New Year, New Injury
It was a Saturday so I was all set for my long run, 22km to be exact. Things were going smoothly—quite perfectly in fact—as I kept a steady pace below 6:30 and maintained my heart rate in Zone 3. The cool weather gave me an extra reason to smile (and a good excuse to keep on wearing my favorite mizuno leggings). Yup, I could definitely cover the distance on my own (Annie passed this week)—and I was going to enjoy it. Had you been there, you would’ve witnessed me rolling down the roads of Ayala Alabang singing “The hills are alive…” sans the little apron, of course.
A little after 5 km, I felt a slight pain below my right knee (different from my other meniscus problem on the left knee). This had been troubling me for the past weeks after my runs, but never had it attacked during the actual run. Ouch. I plodded on. Ouch again. I shifted to brisk walking. After a few minutes, I tried running again only to feel the pain return instantly. After a few more futile attempts at running, I gave up. Crap, I was over 4 km away from my car.
What followed was—without any ounce of exaggeration—the longest 20 minutes of my entire running life. Walking back that distance was like dying a slow death…in slow motion. Groups of cyclists were passing me by every so often and I contemplated on grabbing one cyclist from behind and hopping over on his bike to ride back home. Since they were all burly men, I decided against it. The whole walking thing was making me sleepy…and worse, it didn’t make me sweat!

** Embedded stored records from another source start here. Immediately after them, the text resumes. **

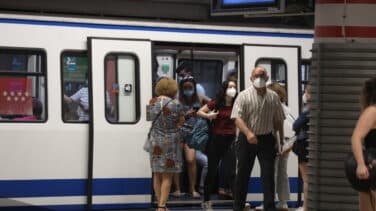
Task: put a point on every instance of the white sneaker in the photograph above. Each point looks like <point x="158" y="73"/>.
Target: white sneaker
<point x="247" y="207"/>
<point x="207" y="206"/>
<point x="282" y="205"/>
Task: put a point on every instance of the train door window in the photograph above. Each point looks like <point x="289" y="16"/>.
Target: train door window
<point x="304" y="78"/>
<point x="277" y="70"/>
<point x="22" y="85"/>
<point x="75" y="86"/>
<point x="121" y="78"/>
<point x="207" y="73"/>
<point x="304" y="74"/>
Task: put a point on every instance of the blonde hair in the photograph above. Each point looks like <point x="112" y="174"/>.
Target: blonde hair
<point x="167" y="87"/>
<point x="280" y="90"/>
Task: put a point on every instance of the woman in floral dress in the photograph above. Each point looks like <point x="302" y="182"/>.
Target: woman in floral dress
<point x="165" y="153"/>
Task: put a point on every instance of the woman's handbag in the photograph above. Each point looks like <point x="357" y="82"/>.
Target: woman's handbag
<point x="148" y="142"/>
<point x="362" y="185"/>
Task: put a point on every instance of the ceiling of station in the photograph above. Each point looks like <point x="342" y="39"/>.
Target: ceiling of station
<point x="297" y="13"/>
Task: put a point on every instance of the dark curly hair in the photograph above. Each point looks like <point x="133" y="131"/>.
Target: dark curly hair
<point x="221" y="94"/>
<point x="167" y="87"/>
<point x="369" y="93"/>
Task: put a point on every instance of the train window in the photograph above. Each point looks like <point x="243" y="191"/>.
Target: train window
<point x="304" y="73"/>
<point x="277" y="69"/>
<point x="207" y="73"/>
<point x="75" y="86"/>
<point x="22" y="85"/>
<point x="121" y="75"/>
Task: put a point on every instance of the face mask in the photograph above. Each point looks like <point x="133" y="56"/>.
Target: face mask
<point x="231" y="92"/>
<point x="305" y="100"/>
<point x="188" y="93"/>
<point x="259" y="82"/>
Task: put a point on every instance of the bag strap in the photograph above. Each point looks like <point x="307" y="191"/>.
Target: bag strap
<point x="156" y="117"/>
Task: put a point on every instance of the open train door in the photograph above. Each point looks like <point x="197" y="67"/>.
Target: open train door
<point x="119" y="169"/>
<point x="282" y="64"/>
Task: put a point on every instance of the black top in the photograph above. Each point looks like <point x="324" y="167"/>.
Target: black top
<point x="370" y="139"/>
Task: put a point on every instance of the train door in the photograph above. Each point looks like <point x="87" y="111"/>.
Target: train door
<point x="121" y="84"/>
<point x="282" y="64"/>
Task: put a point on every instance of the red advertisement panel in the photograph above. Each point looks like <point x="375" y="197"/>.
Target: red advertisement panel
<point x="16" y="96"/>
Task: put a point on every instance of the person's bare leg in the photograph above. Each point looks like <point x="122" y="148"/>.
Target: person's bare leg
<point x="304" y="173"/>
<point x="190" y="155"/>
<point x="157" y="182"/>
<point x="365" y="201"/>
<point x="176" y="183"/>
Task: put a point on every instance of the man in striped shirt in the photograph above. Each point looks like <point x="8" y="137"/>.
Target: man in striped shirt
<point x="257" y="112"/>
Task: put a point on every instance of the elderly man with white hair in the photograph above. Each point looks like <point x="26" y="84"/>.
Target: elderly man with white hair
<point x="257" y="112"/>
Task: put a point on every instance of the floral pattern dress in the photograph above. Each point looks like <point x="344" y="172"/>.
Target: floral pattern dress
<point x="166" y="153"/>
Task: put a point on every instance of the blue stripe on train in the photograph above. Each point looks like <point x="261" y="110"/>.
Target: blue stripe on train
<point x="157" y="29"/>
<point x="76" y="207"/>
<point x="77" y="187"/>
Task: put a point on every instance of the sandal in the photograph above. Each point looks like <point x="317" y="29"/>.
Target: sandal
<point x="195" y="194"/>
<point x="177" y="194"/>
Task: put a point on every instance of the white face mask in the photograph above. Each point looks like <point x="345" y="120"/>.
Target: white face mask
<point x="259" y="82"/>
<point x="231" y="92"/>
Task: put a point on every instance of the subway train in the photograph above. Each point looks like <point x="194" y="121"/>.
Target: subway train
<point x="54" y="157"/>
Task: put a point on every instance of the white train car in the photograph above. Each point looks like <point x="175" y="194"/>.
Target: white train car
<point x="61" y="161"/>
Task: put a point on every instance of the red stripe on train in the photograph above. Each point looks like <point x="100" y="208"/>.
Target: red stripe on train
<point x="347" y="1"/>
<point x="350" y="31"/>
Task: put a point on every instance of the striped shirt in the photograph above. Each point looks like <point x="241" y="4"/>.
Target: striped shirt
<point x="258" y="112"/>
<point x="81" y="97"/>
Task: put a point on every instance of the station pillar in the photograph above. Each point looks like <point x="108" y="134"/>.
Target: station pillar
<point x="343" y="57"/>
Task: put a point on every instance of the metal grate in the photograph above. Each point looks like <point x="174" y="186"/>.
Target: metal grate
<point x="338" y="71"/>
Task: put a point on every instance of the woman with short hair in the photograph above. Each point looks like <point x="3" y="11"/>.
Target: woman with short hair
<point x="365" y="135"/>
<point x="165" y="152"/>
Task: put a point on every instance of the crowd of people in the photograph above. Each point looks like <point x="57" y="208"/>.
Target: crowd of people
<point x="249" y="124"/>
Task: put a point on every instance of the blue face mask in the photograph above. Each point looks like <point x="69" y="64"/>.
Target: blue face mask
<point x="188" y="93"/>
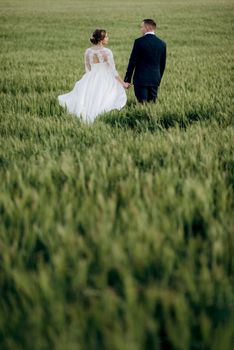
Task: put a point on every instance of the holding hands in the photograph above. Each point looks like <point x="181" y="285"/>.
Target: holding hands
<point x="127" y="85"/>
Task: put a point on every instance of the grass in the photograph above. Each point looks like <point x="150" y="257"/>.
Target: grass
<point x="116" y="235"/>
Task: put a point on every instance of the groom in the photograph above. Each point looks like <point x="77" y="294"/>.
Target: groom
<point x="148" y="61"/>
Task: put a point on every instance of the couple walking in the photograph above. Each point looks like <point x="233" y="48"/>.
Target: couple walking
<point x="101" y="89"/>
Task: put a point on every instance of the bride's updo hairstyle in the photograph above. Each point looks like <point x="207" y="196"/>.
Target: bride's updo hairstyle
<point x="98" y="35"/>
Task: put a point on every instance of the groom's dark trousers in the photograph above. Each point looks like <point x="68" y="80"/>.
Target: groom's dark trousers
<point x="147" y="61"/>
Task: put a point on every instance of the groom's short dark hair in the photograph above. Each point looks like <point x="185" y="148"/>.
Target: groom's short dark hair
<point x="150" y="22"/>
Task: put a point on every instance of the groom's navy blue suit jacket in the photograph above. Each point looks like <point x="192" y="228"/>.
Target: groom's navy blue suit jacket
<point x="147" y="60"/>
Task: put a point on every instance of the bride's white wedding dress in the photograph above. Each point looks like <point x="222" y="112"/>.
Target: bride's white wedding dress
<point x="97" y="91"/>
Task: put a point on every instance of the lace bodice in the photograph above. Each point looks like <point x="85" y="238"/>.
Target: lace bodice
<point x="99" y="55"/>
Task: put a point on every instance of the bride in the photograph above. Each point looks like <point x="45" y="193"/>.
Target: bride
<point x="101" y="89"/>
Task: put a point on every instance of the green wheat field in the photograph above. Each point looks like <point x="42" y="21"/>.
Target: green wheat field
<point x="116" y="235"/>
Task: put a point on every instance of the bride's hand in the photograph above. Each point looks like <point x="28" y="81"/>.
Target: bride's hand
<point x="126" y="85"/>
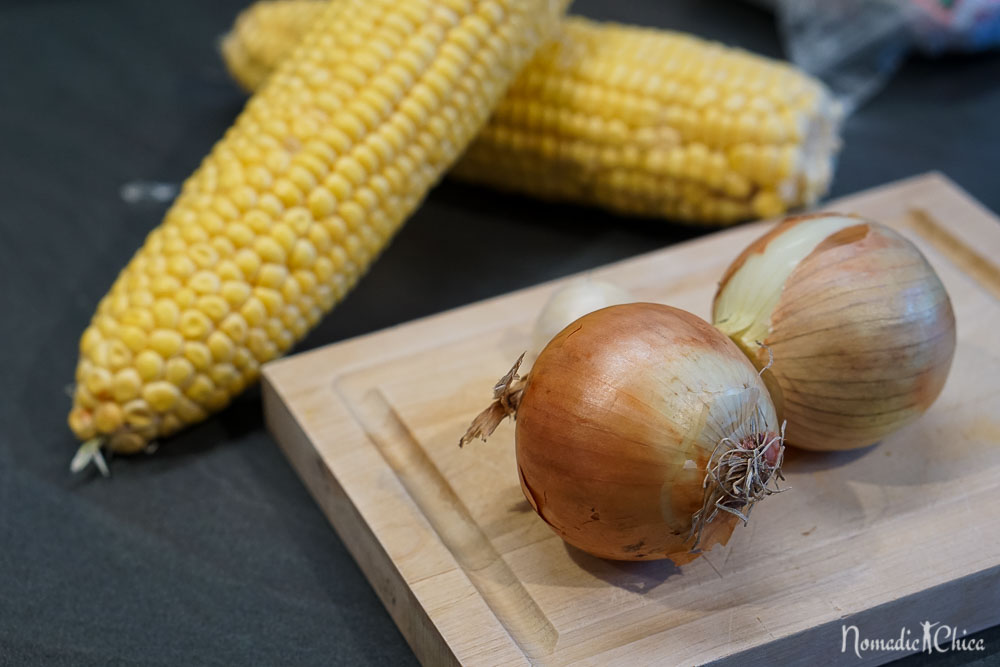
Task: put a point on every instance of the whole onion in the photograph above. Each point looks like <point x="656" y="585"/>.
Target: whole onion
<point x="642" y="433"/>
<point x="855" y="327"/>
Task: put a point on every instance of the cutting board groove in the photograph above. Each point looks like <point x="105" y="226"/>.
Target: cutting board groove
<point x="883" y="538"/>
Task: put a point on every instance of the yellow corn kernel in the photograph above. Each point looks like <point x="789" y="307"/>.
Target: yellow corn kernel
<point x="198" y="354"/>
<point x="149" y="365"/>
<point x="126" y="385"/>
<point x="160" y="395"/>
<point x="282" y="217"/>
<point x="590" y="120"/>
<point x="200" y="389"/>
<point x="165" y="342"/>
<point x="138" y="414"/>
<point x="178" y="371"/>
<point x="108" y="417"/>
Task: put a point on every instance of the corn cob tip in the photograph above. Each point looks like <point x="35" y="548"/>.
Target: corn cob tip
<point x="290" y="208"/>
<point x="89" y="453"/>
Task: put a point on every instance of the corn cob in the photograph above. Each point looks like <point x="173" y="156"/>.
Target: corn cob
<point x="640" y="121"/>
<point x="292" y="205"/>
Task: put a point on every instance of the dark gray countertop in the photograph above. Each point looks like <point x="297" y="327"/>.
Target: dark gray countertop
<point x="211" y="551"/>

I made good use of that time though: soul searching, evaluating of the year that passed, and planning for the year ahead. Then, I did a couple of memory enhancing exercises, recited the alphabet backwards followed by all prime numbers under 1,000 and many many more. I even thought of new inventions for runners that I’ll tell you more about in a future post.

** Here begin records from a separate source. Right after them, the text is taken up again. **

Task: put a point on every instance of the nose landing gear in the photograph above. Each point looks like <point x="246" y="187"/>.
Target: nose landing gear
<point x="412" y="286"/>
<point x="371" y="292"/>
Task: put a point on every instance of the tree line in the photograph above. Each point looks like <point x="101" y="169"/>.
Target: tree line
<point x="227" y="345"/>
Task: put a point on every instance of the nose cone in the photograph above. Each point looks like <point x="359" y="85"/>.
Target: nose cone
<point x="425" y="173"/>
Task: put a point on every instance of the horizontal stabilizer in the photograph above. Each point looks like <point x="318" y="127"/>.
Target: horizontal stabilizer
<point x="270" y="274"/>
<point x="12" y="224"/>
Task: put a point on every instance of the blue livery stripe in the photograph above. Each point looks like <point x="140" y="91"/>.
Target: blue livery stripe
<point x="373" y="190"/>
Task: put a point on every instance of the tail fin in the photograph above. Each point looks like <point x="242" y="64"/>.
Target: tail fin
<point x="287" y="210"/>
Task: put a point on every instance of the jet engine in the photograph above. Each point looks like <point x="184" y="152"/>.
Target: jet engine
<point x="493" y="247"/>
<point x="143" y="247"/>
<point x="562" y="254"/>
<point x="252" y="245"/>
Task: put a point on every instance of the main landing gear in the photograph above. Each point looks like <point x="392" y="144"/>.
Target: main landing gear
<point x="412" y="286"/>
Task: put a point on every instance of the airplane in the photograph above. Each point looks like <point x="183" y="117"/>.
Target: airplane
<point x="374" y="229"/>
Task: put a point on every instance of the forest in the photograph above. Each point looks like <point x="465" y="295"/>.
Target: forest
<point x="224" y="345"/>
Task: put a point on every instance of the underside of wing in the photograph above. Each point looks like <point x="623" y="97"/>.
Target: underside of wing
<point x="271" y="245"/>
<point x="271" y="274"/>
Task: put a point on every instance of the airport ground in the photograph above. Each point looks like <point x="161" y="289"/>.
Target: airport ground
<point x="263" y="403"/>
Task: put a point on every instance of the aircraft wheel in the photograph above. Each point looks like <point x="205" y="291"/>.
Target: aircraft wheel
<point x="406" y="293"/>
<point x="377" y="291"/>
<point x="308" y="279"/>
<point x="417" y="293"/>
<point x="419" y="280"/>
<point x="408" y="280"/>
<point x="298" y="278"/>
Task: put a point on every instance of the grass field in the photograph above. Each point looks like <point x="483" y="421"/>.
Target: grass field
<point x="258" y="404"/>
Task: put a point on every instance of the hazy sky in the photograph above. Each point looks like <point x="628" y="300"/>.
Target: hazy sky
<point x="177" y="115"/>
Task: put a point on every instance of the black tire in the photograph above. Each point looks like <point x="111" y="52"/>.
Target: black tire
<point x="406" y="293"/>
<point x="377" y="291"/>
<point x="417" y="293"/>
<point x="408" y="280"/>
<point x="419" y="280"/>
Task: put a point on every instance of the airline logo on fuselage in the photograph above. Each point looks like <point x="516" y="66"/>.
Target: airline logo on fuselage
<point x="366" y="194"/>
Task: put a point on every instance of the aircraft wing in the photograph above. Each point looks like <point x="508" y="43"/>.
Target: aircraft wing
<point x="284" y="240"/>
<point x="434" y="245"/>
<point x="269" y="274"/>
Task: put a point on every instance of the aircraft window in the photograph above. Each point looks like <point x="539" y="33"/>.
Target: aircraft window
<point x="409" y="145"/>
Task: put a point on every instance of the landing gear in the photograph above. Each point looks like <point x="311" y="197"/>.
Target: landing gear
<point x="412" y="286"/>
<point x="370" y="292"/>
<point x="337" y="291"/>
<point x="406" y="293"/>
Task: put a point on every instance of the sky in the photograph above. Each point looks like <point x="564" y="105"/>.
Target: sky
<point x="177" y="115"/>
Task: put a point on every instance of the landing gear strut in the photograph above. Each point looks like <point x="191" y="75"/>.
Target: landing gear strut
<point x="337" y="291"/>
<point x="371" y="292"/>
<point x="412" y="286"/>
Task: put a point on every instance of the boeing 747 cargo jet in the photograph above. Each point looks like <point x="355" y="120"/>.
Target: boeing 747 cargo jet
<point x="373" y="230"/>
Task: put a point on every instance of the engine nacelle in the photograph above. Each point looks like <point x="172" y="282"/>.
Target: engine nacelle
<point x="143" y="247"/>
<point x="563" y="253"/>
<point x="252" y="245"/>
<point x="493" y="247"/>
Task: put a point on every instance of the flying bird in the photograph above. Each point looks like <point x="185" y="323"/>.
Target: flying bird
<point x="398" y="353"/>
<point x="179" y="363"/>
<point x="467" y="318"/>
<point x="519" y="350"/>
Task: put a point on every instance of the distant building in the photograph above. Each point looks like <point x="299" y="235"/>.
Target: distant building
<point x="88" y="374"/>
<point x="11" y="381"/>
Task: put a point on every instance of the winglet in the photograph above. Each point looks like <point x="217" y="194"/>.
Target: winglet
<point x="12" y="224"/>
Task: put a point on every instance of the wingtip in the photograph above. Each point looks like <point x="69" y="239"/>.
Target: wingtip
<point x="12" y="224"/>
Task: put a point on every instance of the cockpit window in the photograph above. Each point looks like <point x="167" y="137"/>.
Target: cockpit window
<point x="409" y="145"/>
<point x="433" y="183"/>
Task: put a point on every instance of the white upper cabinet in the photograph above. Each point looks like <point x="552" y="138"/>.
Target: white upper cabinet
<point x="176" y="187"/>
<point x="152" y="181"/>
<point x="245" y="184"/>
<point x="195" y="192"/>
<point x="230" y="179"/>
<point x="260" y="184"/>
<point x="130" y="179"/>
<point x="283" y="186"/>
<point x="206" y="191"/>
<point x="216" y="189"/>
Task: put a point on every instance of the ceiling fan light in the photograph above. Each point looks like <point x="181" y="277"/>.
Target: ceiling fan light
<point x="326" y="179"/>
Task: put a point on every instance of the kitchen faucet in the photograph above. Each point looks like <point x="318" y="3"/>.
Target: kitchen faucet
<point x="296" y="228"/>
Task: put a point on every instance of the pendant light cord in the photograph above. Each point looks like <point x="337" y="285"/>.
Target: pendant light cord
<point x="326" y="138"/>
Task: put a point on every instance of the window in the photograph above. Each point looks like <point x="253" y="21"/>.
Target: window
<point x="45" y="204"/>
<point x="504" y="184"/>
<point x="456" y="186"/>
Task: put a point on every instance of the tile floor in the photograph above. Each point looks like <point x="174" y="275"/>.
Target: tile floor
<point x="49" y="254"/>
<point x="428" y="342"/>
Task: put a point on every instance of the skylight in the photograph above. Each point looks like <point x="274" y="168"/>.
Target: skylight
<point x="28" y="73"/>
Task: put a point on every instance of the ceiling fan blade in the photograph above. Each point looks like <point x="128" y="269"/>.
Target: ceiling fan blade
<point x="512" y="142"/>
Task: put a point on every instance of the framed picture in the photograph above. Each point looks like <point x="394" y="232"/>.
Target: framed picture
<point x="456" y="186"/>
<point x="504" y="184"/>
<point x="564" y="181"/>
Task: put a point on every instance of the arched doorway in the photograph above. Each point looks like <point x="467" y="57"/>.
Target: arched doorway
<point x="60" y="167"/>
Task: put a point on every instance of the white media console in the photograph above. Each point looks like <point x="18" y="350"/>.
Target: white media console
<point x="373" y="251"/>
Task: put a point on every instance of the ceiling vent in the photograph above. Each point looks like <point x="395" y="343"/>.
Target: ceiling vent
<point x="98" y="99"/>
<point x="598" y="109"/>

Then, as always, I started worrying. What is this? Can I run again on Monday? God, not another major injury, pleeeease.
As soon as I got home, I covered my injury with ice and elevated it. Then, I repeated my plea with more fervor: God, not another major injury, please!
My guess is that the little devil is this: Anterior Compartment Syndrome (another way of saying shin splints that make you sound awfully smart). How do I know? Well, that’s what my inner doctor told me after a few minutes of meditating. And yeah, I also looked up my symptoms on the web.
Just to be sure though, I’ll visit a new doctor this week. Time to get a second opinion on my meniscus (left knee) and have my shin problem (right leg) checked. What a great way to start the New Year, don’t you think?